浜岡原発が止まった。何故浜岡が最初なのかという賛否はあるが、ともかく総理大臣の要請で原発が止められたという実績は評価すべきだと思う。

だが、「止まったから安全」ではないということは福島の4号機の例を見るまでもない。

原発の根本的な問題は核廃棄物処理である。「トイレのないマンション」と言われるらしいが、映画『100,000年後の安全』 http://bit.ly/manGIu に表現されているように、たとえ大深度の地下に廃棄物を貯蔵するとしても、「100,000年後までの安全」は保障されるわけではない。
私たちは原発による電気を利用するということで、未来に対してとんでもない遺産を残してしまったのだ。

こうした根本的な問題の解決(解決できない?)は兎も角、「核廃棄物」とするまでは「使用済み核燃料棒」を冷却しつづけなければいけない。
「使用済み核燃料棒」を安全に処理し、とりあえずリスクの低い場所に移動しなれば、福島の4号機と同等の問題がすぐにでも起こり得る。これが目下の課題のはずである。

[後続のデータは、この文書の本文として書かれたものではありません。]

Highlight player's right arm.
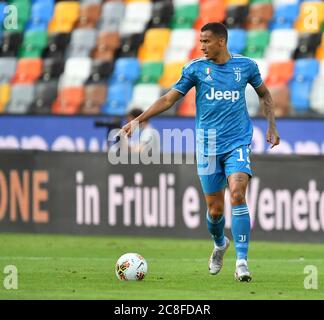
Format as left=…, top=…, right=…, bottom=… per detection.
left=120, top=89, right=183, bottom=137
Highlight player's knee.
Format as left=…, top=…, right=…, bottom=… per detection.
left=208, top=204, right=224, bottom=218
left=230, top=190, right=245, bottom=205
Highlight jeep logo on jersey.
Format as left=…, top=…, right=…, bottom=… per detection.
left=233, top=67, right=241, bottom=82
left=205, top=88, right=240, bottom=102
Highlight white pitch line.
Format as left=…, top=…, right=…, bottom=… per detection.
left=0, top=256, right=323, bottom=262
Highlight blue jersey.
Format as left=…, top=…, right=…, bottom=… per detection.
left=173, top=53, right=263, bottom=155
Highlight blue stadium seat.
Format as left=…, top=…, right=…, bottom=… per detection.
left=293, top=58, right=319, bottom=81
left=290, top=79, right=313, bottom=113
left=0, top=2, right=6, bottom=27
left=25, top=0, right=54, bottom=31
left=228, top=29, right=246, bottom=54
left=101, top=81, right=133, bottom=116
left=269, top=4, right=299, bottom=30
left=111, top=58, right=141, bottom=82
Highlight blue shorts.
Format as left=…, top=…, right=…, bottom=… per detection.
left=197, top=145, right=253, bottom=195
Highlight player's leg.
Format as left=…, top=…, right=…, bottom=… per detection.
left=204, top=190, right=230, bottom=275
left=225, top=146, right=252, bottom=281
left=197, top=154, right=229, bottom=275
left=205, top=189, right=226, bottom=247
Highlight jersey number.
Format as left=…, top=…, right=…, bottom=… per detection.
left=236, top=148, right=250, bottom=163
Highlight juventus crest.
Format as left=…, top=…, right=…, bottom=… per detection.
left=233, top=67, right=241, bottom=82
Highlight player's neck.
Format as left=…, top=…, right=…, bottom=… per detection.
left=209, top=50, right=231, bottom=65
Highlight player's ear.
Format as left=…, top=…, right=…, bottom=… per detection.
left=219, top=37, right=226, bottom=47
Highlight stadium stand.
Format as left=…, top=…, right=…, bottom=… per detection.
left=0, top=0, right=323, bottom=116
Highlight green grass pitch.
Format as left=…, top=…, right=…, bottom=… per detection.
left=0, top=233, right=323, bottom=300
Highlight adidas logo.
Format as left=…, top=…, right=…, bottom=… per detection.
left=205, top=75, right=213, bottom=81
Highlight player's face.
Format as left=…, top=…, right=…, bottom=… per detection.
left=200, top=30, right=226, bottom=59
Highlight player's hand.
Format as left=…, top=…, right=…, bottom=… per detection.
left=266, top=126, right=280, bottom=149
left=118, top=120, right=138, bottom=138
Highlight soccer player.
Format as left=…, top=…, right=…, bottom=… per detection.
left=120, top=22, right=280, bottom=282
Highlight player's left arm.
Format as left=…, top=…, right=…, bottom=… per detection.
left=255, top=83, right=280, bottom=149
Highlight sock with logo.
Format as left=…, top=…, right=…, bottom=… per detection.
left=231, top=204, right=250, bottom=260
left=206, top=212, right=225, bottom=248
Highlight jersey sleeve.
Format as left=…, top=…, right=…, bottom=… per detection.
left=173, top=64, right=195, bottom=95
left=248, top=60, right=263, bottom=89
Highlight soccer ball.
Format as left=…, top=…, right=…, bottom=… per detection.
left=115, top=253, right=148, bottom=281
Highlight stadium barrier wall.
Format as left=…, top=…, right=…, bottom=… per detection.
left=1, top=115, right=324, bottom=154
left=0, top=151, right=324, bottom=243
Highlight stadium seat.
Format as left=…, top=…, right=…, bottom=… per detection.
left=228, top=29, right=246, bottom=54
left=92, top=31, right=120, bottom=61
left=4, top=0, right=31, bottom=32
left=85, top=60, right=114, bottom=84
left=98, top=1, right=125, bottom=32
left=6, top=83, right=35, bottom=114
left=30, top=80, right=58, bottom=114
left=41, top=57, right=65, bottom=81
left=48, top=1, right=80, bottom=33
left=290, top=79, right=313, bottom=113
left=194, top=0, right=226, bottom=31
left=137, top=28, right=171, bottom=62
left=42, top=32, right=71, bottom=59
left=76, top=3, right=101, bottom=29
left=0, top=57, right=17, bottom=83
left=0, top=32, right=23, bottom=57
left=159, top=61, right=186, bottom=88
left=269, top=3, right=299, bottom=30
left=129, top=83, right=162, bottom=111
left=11, top=58, right=43, bottom=84
left=265, top=60, right=294, bottom=86
left=293, top=33, right=322, bottom=59
left=80, top=83, right=107, bottom=114
left=265, top=29, right=298, bottom=62
left=0, top=83, right=11, bottom=112
left=295, top=1, right=324, bottom=33
left=170, top=4, right=199, bottom=29
left=101, top=81, right=133, bottom=116
left=119, top=2, right=152, bottom=35
left=243, top=30, right=270, bottom=58
left=177, top=87, right=196, bottom=117
left=149, top=0, right=174, bottom=28
left=245, top=3, right=273, bottom=30
left=293, top=58, right=319, bottom=82
left=112, top=57, right=140, bottom=83
left=26, top=0, right=54, bottom=31
left=52, top=87, right=85, bottom=115
left=66, top=28, right=97, bottom=58
left=164, top=29, right=196, bottom=63
left=225, top=5, right=249, bottom=29
left=310, top=76, right=324, bottom=114
left=117, top=33, right=144, bottom=58
left=18, top=30, right=48, bottom=58
left=139, top=62, right=164, bottom=84
left=59, top=57, right=92, bottom=88
left=0, top=2, right=6, bottom=29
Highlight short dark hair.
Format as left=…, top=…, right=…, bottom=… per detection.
left=127, top=108, right=143, bottom=118
left=201, top=22, right=228, bottom=43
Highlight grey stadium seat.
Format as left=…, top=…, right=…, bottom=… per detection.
left=0, top=57, right=17, bottom=83
left=66, top=28, right=97, bottom=58
left=6, top=84, right=35, bottom=114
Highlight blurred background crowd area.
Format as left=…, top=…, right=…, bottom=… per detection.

地震の予測は難しいし、あてにならないいう人もいる。しかし、だからこそ今すぐ大地震が発生する可能性は否定できないし、発生した場合の影響を考えて対策しなければいけない。

原発は発生した熱量の3分の1しか発電に使わず、残りの熱量を「排熱」として捨てている。そしてその「排熱」を電気を使って冷却している。原子炉を止めて発電をしなくなった後でも、電気を使って燃料棒を冷却しなければならないのだ。
トラブルを起こし、既に発電をしていない「もんじゅ」も同様に今でも莫大なコストがかかり続けている。

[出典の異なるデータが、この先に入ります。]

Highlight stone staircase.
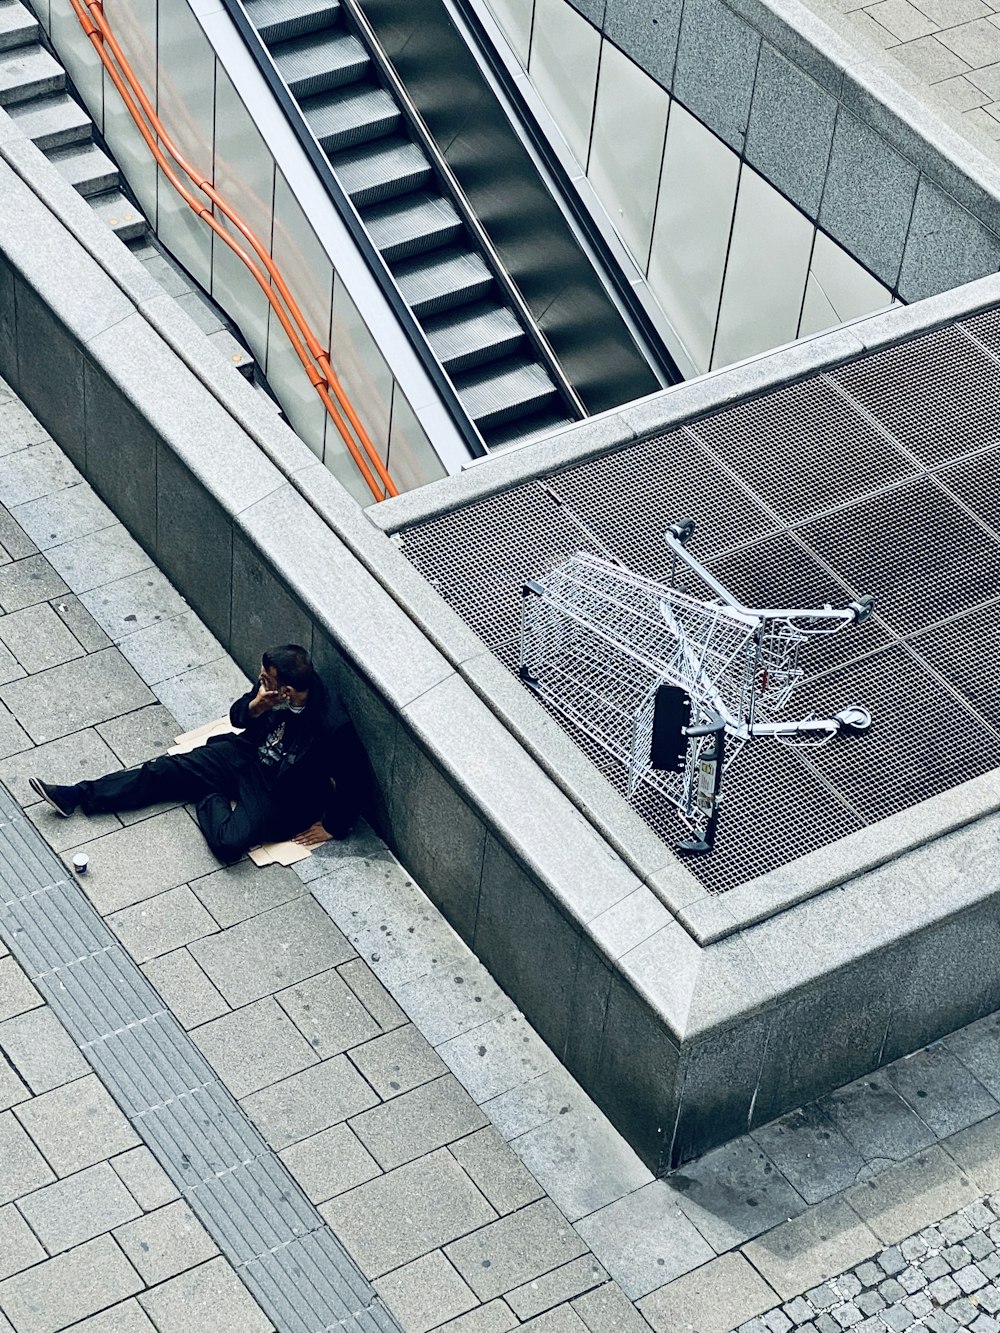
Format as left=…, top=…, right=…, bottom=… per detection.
left=0, top=0, right=257, bottom=381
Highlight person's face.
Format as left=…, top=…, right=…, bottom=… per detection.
left=258, top=664, right=290, bottom=700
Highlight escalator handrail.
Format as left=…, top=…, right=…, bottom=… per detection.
left=220, top=0, right=489, bottom=460
left=70, top=0, right=398, bottom=501
left=336, top=0, right=587, bottom=421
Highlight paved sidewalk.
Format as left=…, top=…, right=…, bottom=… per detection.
left=801, top=0, right=1000, bottom=155
left=4, top=374, right=1000, bottom=1333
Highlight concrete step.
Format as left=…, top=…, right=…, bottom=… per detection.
left=47, top=139, right=119, bottom=197
left=90, top=190, right=147, bottom=242
left=7, top=91, right=92, bottom=150
left=0, top=43, right=64, bottom=106
left=0, top=0, right=39, bottom=53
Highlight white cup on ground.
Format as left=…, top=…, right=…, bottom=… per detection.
left=72, top=853, right=89, bottom=875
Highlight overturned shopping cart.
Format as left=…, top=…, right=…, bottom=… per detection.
left=519, top=512, right=875, bottom=853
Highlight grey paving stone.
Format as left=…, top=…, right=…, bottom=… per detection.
left=665, top=1135, right=807, bottom=1252
left=0, top=725, right=121, bottom=806
left=351, top=1074, right=489, bottom=1170
left=637, top=1252, right=778, bottom=1333
left=449, top=1126, right=546, bottom=1216
left=0, top=1060, right=29, bottom=1113
left=484, top=1068, right=587, bottom=1142
left=505, top=1257, right=608, bottom=1321
left=946, top=1017, right=1000, bottom=1101
left=0, top=1203, right=44, bottom=1281
left=97, top=705, right=179, bottom=767
left=394, top=960, right=514, bottom=1046
left=67, top=1302, right=158, bottom=1332
left=374, top=1250, right=479, bottom=1333
left=0, top=704, right=30, bottom=761
left=27, top=801, right=122, bottom=852
left=0, top=601, right=84, bottom=673
left=445, top=1198, right=586, bottom=1301
left=0, top=1006, right=89, bottom=1093
left=277, top=966, right=381, bottom=1058
left=521, top=1310, right=590, bottom=1333
left=137, top=1256, right=273, bottom=1332
left=51, top=594, right=112, bottom=653
left=191, top=861, right=304, bottom=929
left=240, top=1050, right=378, bottom=1147
left=438, top=1011, right=558, bottom=1105
left=0, top=440, right=81, bottom=508
left=0, top=957, right=40, bottom=1024
left=846, top=1148, right=979, bottom=1245
left=752, top=1104, right=868, bottom=1205
left=108, top=885, right=218, bottom=963
left=114, top=1200, right=219, bottom=1283
left=348, top=1022, right=448, bottom=1099
left=110, top=1146, right=179, bottom=1212
left=743, top=1197, right=881, bottom=1303
left=818, top=1076, right=937, bottom=1164
left=279, top=1121, right=381, bottom=1203
left=575, top=1179, right=715, bottom=1300
left=433, top=1300, right=518, bottom=1333
left=0, top=503, right=38, bottom=560
left=70, top=807, right=222, bottom=915
left=0, top=398, right=48, bottom=455
left=155, top=657, right=252, bottom=731
left=0, top=641, right=23, bottom=686
left=192, top=996, right=318, bottom=1099
left=887, top=1046, right=1000, bottom=1139
left=45, top=525, right=153, bottom=595
left=16, top=1161, right=142, bottom=1254
left=0, top=1233, right=143, bottom=1333
left=0, top=647, right=154, bottom=743
left=118, top=612, right=225, bottom=685
left=337, top=957, right=407, bottom=1032
left=0, top=555, right=69, bottom=614
left=323, top=1148, right=498, bottom=1278
left=572, top=1282, right=652, bottom=1333
left=510, top=1102, right=654, bottom=1223
left=141, top=948, right=229, bottom=1029
left=79, top=567, right=190, bottom=640
left=938, top=15, right=1000, bottom=62
left=14, top=1073, right=140, bottom=1176
left=189, top=896, right=353, bottom=1006
left=10, top=482, right=116, bottom=551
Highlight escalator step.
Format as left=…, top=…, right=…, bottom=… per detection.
left=395, top=248, right=493, bottom=318
left=455, top=356, right=561, bottom=430
left=302, top=83, right=399, bottom=152
left=365, top=192, right=462, bottom=262
left=331, top=138, right=431, bottom=207
left=272, top=30, right=368, bottom=98
left=424, top=300, right=523, bottom=372
left=245, top=0, right=341, bottom=44
left=486, top=408, right=576, bottom=451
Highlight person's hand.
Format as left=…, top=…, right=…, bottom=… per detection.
left=292, top=821, right=333, bottom=847
left=248, top=682, right=282, bottom=718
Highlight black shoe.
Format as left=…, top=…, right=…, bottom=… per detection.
left=28, top=778, right=78, bottom=818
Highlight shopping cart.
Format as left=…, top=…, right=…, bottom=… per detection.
left=519, top=499, right=874, bottom=853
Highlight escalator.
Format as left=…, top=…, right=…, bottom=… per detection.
left=238, top=0, right=676, bottom=452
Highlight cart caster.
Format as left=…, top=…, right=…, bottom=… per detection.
left=669, top=518, right=696, bottom=546
left=835, top=705, right=872, bottom=734
left=677, top=836, right=713, bottom=855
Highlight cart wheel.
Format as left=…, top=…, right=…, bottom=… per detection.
left=835, top=705, right=872, bottom=734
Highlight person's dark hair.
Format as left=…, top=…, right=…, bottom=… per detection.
left=263, top=644, right=313, bottom=690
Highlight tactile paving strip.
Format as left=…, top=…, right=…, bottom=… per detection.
left=0, top=784, right=399, bottom=1333
left=400, top=304, right=1000, bottom=893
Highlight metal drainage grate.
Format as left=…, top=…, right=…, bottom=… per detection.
left=399, top=304, right=1000, bottom=893
left=0, top=783, right=399, bottom=1333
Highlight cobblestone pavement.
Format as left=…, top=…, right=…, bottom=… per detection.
left=801, top=0, right=1000, bottom=156
left=5, top=373, right=1000, bottom=1332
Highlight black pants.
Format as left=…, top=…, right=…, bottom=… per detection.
left=76, top=739, right=315, bottom=863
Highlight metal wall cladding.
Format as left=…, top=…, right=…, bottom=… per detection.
left=399, top=306, right=1000, bottom=892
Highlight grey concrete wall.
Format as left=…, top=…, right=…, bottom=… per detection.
left=550, top=0, right=1000, bottom=301
left=5, top=107, right=1000, bottom=1175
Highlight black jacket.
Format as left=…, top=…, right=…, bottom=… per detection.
left=227, top=673, right=362, bottom=836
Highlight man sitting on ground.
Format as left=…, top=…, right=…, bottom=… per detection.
left=31, top=643, right=362, bottom=863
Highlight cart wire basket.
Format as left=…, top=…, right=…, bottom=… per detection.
left=519, top=503, right=875, bottom=853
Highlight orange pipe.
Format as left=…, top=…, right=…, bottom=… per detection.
left=71, top=0, right=398, bottom=500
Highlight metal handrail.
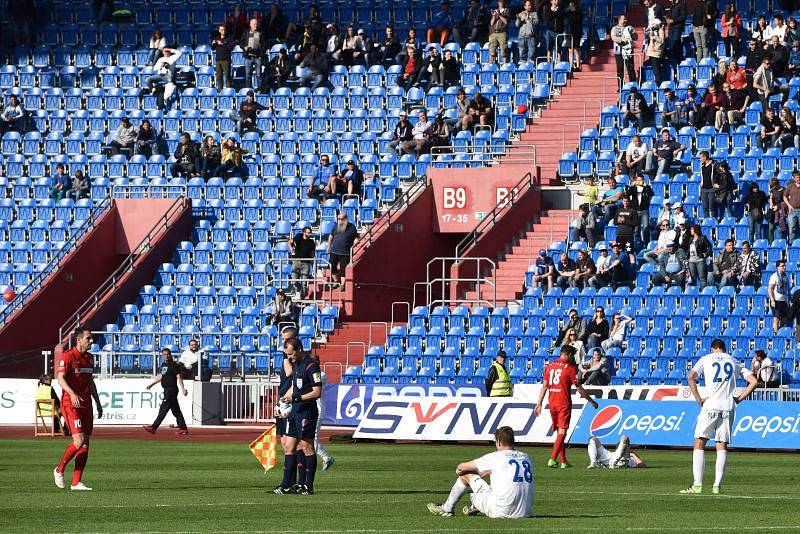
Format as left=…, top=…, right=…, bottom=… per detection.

そして、自ら発電しなくなった原発は、他のシステムに依存して電力供給を受ける側となる。このシステムが何らかの事故で故障して機能しなくなった場合、福島の4号機と同等の問題が発生する。

ゆえに、この冷却することによって安定させるというシステムこそ、効率を上げ、多重化する必要があるのではと思うのだ。

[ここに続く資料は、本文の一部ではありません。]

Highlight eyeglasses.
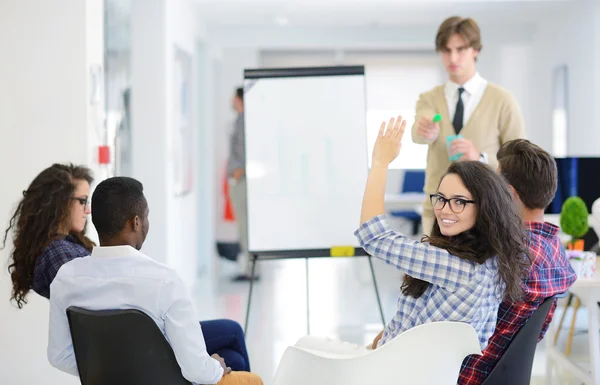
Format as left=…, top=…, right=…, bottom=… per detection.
left=430, top=194, right=475, bottom=214
left=71, top=197, right=90, bottom=207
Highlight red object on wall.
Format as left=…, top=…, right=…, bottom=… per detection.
left=98, top=145, right=110, bottom=164
left=223, top=171, right=235, bottom=221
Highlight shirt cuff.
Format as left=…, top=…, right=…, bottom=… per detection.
left=354, top=214, right=391, bottom=246
left=479, top=152, right=488, bottom=164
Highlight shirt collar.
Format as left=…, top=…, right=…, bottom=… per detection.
left=525, top=221, right=560, bottom=238
left=64, top=234, right=76, bottom=242
left=91, top=245, right=144, bottom=259
left=445, top=72, right=484, bottom=96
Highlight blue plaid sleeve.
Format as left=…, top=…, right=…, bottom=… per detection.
left=354, top=214, right=476, bottom=292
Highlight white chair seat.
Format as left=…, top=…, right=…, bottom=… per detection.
left=272, top=321, right=482, bottom=385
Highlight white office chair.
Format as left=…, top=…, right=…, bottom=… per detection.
left=271, top=321, right=482, bottom=385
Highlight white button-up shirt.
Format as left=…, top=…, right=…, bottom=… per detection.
left=444, top=72, right=488, bottom=126
left=48, top=245, right=223, bottom=385
left=444, top=72, right=490, bottom=162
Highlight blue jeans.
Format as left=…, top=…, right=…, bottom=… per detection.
left=200, top=319, right=251, bottom=372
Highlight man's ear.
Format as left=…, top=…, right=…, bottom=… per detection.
left=507, top=184, right=517, bottom=198
left=132, top=215, right=140, bottom=232
left=507, top=185, right=524, bottom=206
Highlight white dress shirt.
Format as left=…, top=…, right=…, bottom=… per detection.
left=444, top=72, right=489, bottom=162
left=48, top=245, right=224, bottom=385
left=444, top=72, right=488, bottom=127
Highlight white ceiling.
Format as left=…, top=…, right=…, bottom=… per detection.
left=193, top=0, right=572, bottom=27
left=104, top=0, right=572, bottom=52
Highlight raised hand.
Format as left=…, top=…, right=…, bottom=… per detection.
left=372, top=115, right=407, bottom=168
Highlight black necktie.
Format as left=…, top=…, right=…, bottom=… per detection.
left=453, top=87, right=465, bottom=134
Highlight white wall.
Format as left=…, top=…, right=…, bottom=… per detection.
left=131, top=0, right=211, bottom=285
left=195, top=41, right=226, bottom=275
left=0, top=1, right=104, bottom=384
left=131, top=0, right=169, bottom=262
left=479, top=42, right=533, bottom=141
left=208, top=24, right=536, bottom=50
left=531, top=0, right=600, bottom=156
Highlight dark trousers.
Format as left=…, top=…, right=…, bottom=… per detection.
left=200, top=319, right=251, bottom=372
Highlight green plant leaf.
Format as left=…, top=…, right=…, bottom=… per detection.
left=560, top=196, right=590, bottom=238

実は、3.11以前に排熱を利用した発電システムに興味を持ち、国内でもいくつかの取り組みがあることを知った。
元々、日本は省エネ技術には長けている。そして、こういった技術開発は継続的に行われてきたのだ。

スターリングエンジンやゼーベク素子を使ったものは既に製品化されている。

スターリングエンジンについてはこちらがわかりやすい。


複数工場間の低温排熱利用システム|環境への取り組み|AOCホールディングス http://bit.ly/mbIC1w



さらに、低温の排熱を利用するシステムもある。
ロータリー熱エンジンなどだ。技術・製品 - 株式会社ダ・ビンチ http://bit.ly/jpuafN


これらの製品は原発の安全性を高めたりする目的でつくられたものではない。
しかし、他のシステム系に依存しない、自律型の廃熱発電システムは、冷却を維持しなければならないような原発にとっては、非常に効果の大きいシステムと言えないだろうか。

もちろん、原発のような非効率で危険なシステムはなくなった方がよいし、排熱発電システムはそれにとって代わるものの一つだ。しかしながら、古い仕組みに退陣いただくまでは、何かがその世話をしなければならない。
そういう意味で後処理を手伝いながら、未来を創造できる仕組みこそが、今後力を入れて取り組むべきものだと思う。

「原発停止」というと、ネガティブな議論ばかりが行われている傾向があるが、実はそれだけではないということだ。